Petugas tenaga kesehatan mengambil Vaksin COVID-19 AstraZeneca untuk disuntikkan kepada prajurit TNI-AU di Gedung Perawatan Umum Lanud Husein Sastranegara, Bandung, Jawa Barat, Kamis (1/4/2021).
Penulis: Sorta Tobing
8/4/2021, 13.15 WIB

Pembuat vaksin virus corona, AstraZeneca, akan mengubah informasi pada produknya.

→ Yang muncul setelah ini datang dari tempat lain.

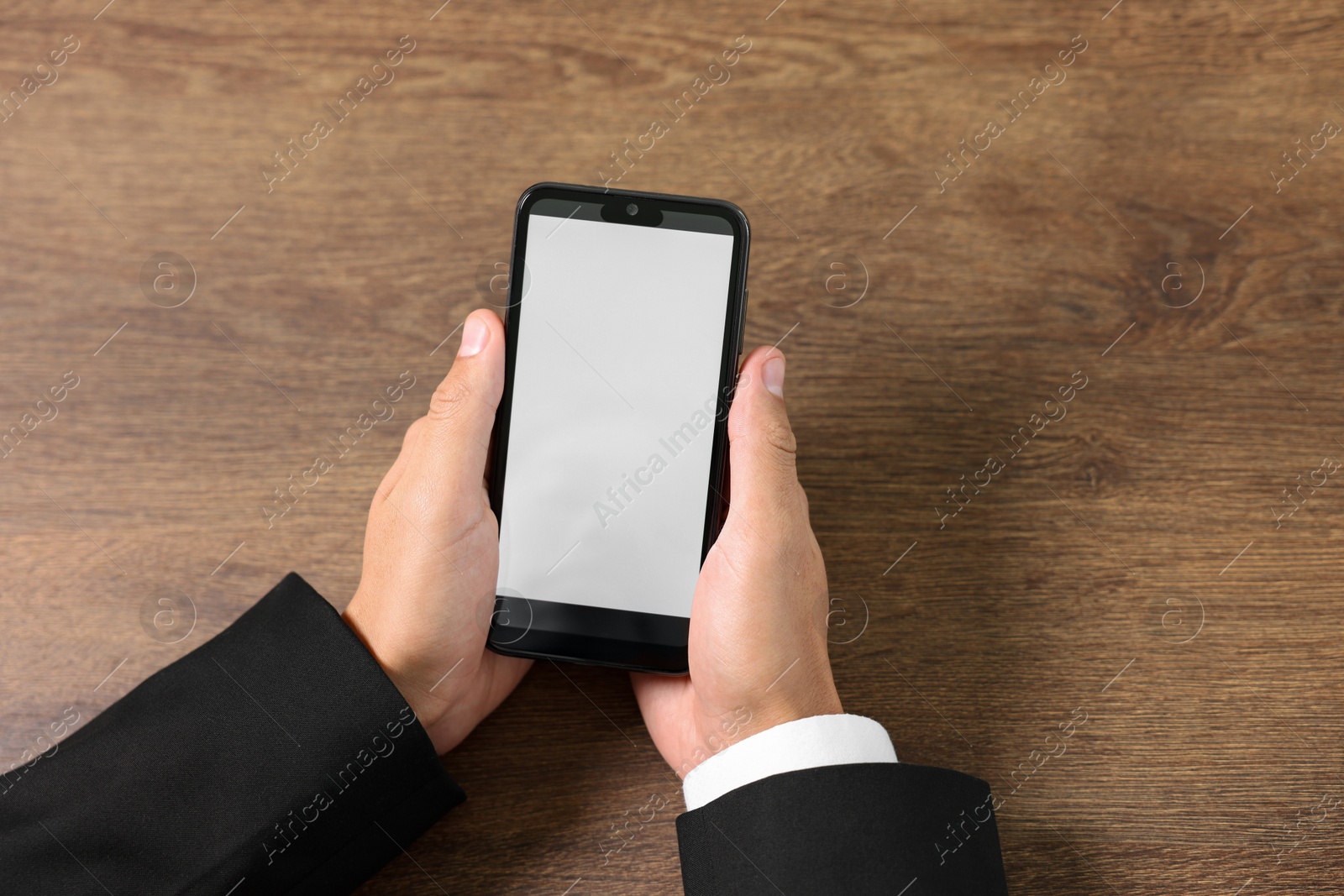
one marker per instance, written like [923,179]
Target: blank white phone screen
[615,392]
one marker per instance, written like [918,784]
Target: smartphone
[624,320]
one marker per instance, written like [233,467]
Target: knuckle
[779,436]
[449,399]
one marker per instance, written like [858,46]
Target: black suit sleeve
[277,758]
[867,828]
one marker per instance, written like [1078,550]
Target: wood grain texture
[1097,550]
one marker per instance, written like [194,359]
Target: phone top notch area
[632,211]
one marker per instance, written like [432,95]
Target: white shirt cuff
[804,743]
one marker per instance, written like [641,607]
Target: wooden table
[1122,228]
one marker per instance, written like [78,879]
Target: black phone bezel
[600,636]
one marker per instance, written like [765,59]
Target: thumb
[761,443]
[452,449]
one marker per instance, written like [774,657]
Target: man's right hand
[759,620]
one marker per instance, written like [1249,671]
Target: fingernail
[475,335]
[772,374]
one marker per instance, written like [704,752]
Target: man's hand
[759,620]
[432,553]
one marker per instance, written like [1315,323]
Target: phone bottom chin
[595,652]
[589,636]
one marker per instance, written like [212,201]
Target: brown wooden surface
[1100,548]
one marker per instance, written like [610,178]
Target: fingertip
[480,328]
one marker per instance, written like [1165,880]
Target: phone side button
[743,320]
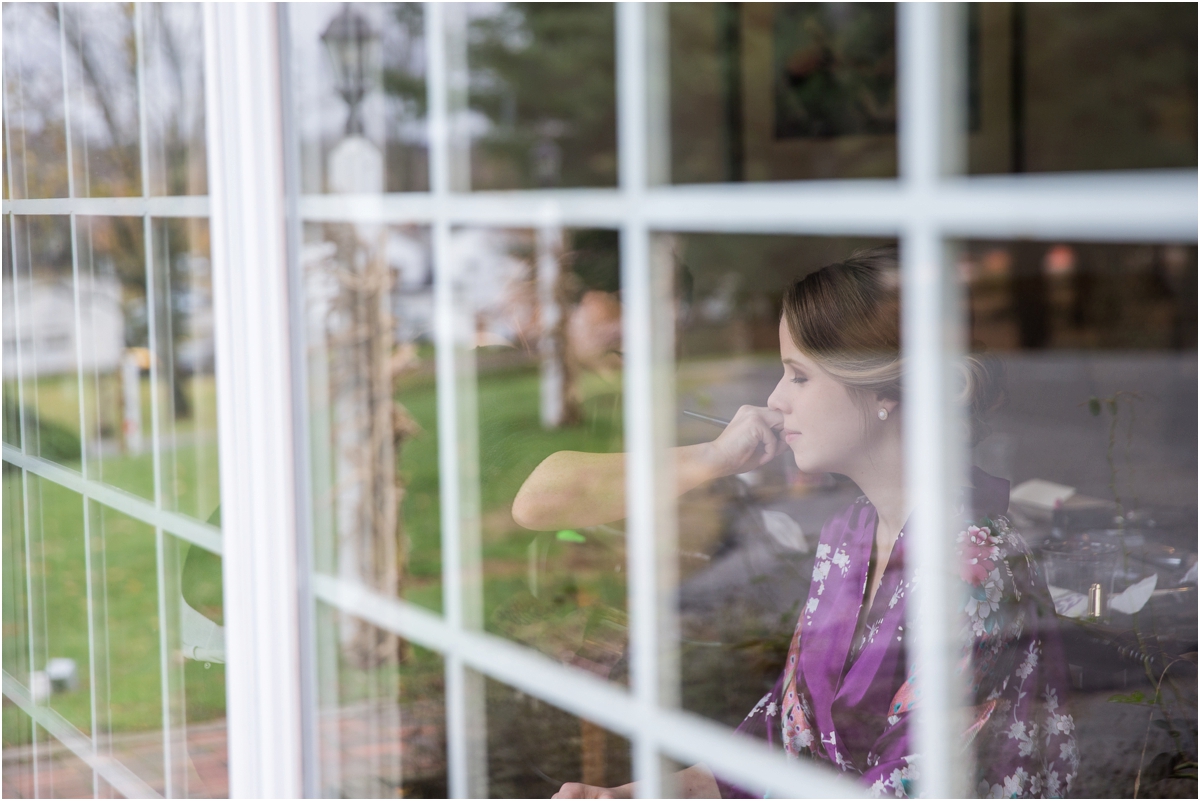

Langkah ini ditempuh usai regulator Uni Eropa dan Inggris menduga adanya efek samping, berupa pembekuan darah otak, pada pemakai vaksin tersebut.

“AstraZeneca telah secara aktif bekerja sama dengan regulator untuk menerapkan perubahan ini pada informasi produk kami,” demikian pernyataan tertulis perusahaan asal Inggris itu, Kamis (8/4), dikutip dari Reuters

Beberapa negara di Eropa telah mengumumkan pembatasan pemakaian vaksin tersebut pada orang yang lebih muda. Kebanyakan yang mengalami gejala pembekuan darah adalah wanita di bawah usia 60 tahun dalam waktu dua minggu setelah vaksinasi.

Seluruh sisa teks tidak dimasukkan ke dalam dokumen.